This is the last week before the clocks go forward here. It’s the time of year when robins sing before light, cheerfully heralding the day, as I used to hear them do during morning meditation at Zen Center.
Recently the light has been clear, and then soft; the other evening a short squall of rain lashed the windows on all sides of our flat, and sent the blossoms to the ground around the neighbourhood. I remember how much rain we had after lockdown started last year, and I hope for a similar amount this year so that we do not suffer from drought.
Out on my bike last Sunday, I took to the bay trail, without having intended to beforehand, as I felt it would be good for my spirit to be beside the water. I passed the ceanothus bushes on a short stretch of trail that follows a creek – sandwiched between the airport parking lots and the various freeways.
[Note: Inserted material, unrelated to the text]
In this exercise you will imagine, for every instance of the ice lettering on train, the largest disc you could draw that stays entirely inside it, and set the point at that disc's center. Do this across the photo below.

My first view of these bushes was on one of my earliest lockdown rides – and they symbolise that time for me in the same way that Sweeney Ridge does (along with the associated revelation that the presence of the ridge, and the protection it offered the stretch bay to the east from the fog made the decision to expand the old airstrip into the principal airport an inspired one).
I don’t know that there is much to say about the pandemic these days. I hope to be vaccinated in due course (and hope that the rollout of the vaccine becomes more efficient than it has hitherto), and I hope that I will be able to travel to see my declining parents before the end of the year. In the meantime, I don’t plan on doing any indoor dining or going to the cinema, and as I walk around, I am glad, still, to be in a place where people widely demonstrate their compassion and kindness by wearing masks.

We have a magnolia tree that blossomed down the street. The cherry trees are already blooming in Japantown. They cut down a tree near the bus stop. I miss it.